The apartment manager said it was a transformer issue and they had to wait for someone to come fix it — but nobody knew when that would be.
“Everything’s so vague,” she said. “You don’t know? How far does ‘I don’t know’ go? I’m ready to go home. I’m ready to get back to my life.”
Jordan works as a phlebotomist in Arlington, and her office was shut down most of the week but planned to open Friday or Saturday.
“I refuse to work when it’s snow and ice because I can get another job, I can’t get another life,” she said.
Since she’s not working, no money is coming in. But the bills are still coming, Jordan said.
“It seems like the waiting game has no end,” she said. “Now I’m at that juncture of, ‘How long is too long?’ When is enough enough?”
Jordan went home on Wednesday to check on her apartment. She noticed water droplets on the wall and fears burst pipes may be her next challenge. She took pictures off the wall and covered her TV, couch and table just in case.
Originally from Detroit, Jordan is used to cold, icy weather and doesn’t understand why Texas wasn’t prepared.
“Detroit was prepared,” she said. “This is a lack of preparedness. There should not be this many people displaced. This is crazy.”
Even those who have lived their entire lives in Texas like Foster are questioning why this happened.
“I’ve been in this area my whole life and I’ve never seen it like this,” he said. “It’s unbelievable. There’s no telling how many people are going to die because of this.”
All three said they tried repeatedly to get through to someone at Oncor for answers.
“I reported the outage because they said call back if it’s over an hour,” Mayhew said. “Well, OK, it’s been 12 hours. Eventually I was able to report the outage to their robot system. Whether they actually knew it or not, I don’t know.”
Jordan made dozens of phone calls and wrote several emails to Oncor trying to get relief.
So for all three, it’s a waiting game.
Mayhew’s power was restored Thursday, but she’s afraid what she’ll find when she returns.
“Once we get home I’ll just have to kind of assess everything,” she said. “Do triage and see what needs to happen first, second and third and go from there.”
While it’s been a struggle for herself, Mayhew said she doesn’t want to gripe.
“I’m going to try to look at the bright side and say, we were here,” she said. “We were warm. We were fed. My heat’s back on. It’s going to get better. There’s going to be some speed bumps along the way but it’s kind of expected. I’m doing a lot of praying, that’s for sure.”
As things begin to thaw, the shelter will remain open as long as it is needed.

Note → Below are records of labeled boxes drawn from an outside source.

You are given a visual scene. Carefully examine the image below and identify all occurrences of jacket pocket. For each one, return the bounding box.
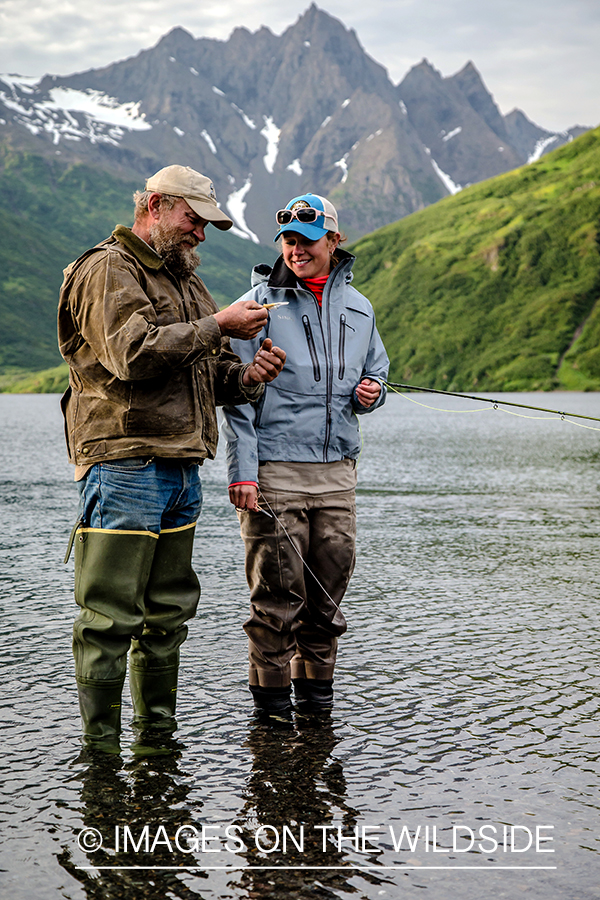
[302,316,321,381]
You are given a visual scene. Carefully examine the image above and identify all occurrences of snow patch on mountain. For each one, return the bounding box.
[200,128,217,156]
[442,125,462,141]
[334,153,348,184]
[260,116,281,175]
[426,157,462,194]
[225,175,260,244]
[527,134,558,163]
[0,76,152,144]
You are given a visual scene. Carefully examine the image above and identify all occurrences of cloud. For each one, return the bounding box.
[0,0,600,129]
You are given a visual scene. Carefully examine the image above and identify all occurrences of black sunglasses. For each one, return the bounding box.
[275,206,325,225]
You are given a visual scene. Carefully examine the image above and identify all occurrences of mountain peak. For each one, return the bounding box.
[156,25,195,50]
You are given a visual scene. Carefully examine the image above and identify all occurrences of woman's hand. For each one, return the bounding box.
[229,484,259,512]
[356,378,381,409]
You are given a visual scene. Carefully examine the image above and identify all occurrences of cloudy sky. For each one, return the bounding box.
[0,0,600,130]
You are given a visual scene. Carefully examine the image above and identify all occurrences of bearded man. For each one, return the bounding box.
[58,166,285,752]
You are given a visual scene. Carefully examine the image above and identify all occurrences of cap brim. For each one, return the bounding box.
[188,197,233,231]
[273,219,327,243]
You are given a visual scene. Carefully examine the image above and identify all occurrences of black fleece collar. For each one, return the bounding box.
[267,249,356,288]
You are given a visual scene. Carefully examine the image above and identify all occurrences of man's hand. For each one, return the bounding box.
[356,378,381,409]
[215,300,269,341]
[229,484,259,512]
[242,338,285,387]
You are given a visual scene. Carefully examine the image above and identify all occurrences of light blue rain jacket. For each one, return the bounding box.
[223,250,389,484]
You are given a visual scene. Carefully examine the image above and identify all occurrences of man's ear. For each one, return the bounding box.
[148,193,161,219]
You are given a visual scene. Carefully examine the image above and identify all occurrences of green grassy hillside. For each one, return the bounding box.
[0,147,276,391]
[352,129,600,391]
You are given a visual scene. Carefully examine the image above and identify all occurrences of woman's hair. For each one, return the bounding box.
[327,231,348,268]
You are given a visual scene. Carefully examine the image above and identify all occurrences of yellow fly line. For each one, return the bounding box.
[384,381,600,431]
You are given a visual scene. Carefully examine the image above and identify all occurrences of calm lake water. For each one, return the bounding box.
[0,394,600,900]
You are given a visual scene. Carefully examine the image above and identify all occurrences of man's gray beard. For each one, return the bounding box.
[150,220,200,278]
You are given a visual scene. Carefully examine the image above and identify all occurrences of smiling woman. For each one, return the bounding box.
[224,194,388,721]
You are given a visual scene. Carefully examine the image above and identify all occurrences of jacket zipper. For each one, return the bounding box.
[338,313,346,381]
[302,316,321,381]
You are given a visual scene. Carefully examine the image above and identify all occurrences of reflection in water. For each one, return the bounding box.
[231,717,390,900]
[58,741,206,900]
[0,394,600,900]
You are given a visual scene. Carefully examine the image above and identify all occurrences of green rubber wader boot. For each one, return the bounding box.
[73,528,158,752]
[129,525,200,731]
[77,681,123,753]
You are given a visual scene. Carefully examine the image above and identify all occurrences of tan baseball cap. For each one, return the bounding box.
[146,166,233,231]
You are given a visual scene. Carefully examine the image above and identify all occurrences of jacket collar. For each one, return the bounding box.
[112,225,165,270]
[267,250,356,289]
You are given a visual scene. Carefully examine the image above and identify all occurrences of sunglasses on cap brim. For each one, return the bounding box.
[275,206,325,225]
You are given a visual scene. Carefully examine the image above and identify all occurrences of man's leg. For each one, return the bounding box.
[73,528,157,751]
[74,458,201,743]
[129,524,200,730]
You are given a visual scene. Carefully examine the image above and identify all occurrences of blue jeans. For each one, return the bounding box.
[78,457,202,534]
[73,457,202,696]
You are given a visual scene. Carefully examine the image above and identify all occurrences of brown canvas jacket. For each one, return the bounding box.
[58,225,263,465]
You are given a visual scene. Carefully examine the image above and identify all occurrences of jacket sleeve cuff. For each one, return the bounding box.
[240,363,265,401]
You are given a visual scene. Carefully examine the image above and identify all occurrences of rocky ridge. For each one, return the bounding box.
[0,4,586,242]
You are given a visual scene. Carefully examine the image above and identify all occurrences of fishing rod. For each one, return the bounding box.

“We’re prepared to do it as long as we need to,” Cleburne Assistant Police Chief Linn Goodman.
Cleburne Fire Chief Scott Lail said the shelter has been busy, but not overly so.
“We’re overseeing the shelter and the vaccination hub so we’re keeping pretty busy,” Lail said. “We had about 26 people Wednesday night.”
Police and fire have helped transport people to the shelter as needed, taken some to pick up medicine and even taken some to work.
“The people here have been absolutely phenomenal,” Mayhew said. “They have been so accommodating and so nice. Anything that we need help with they’ve been right there.”
It’s been a group effort and Goodman said it couldn’t have been done without the local restaurants — such as Taco T, McDonald’s, Domino’s, West End Grill and Loaf’N Dog — that have stepped in to bring food.
The Cleburne Animal Services also brought kennels so people like Foster could bring their pets.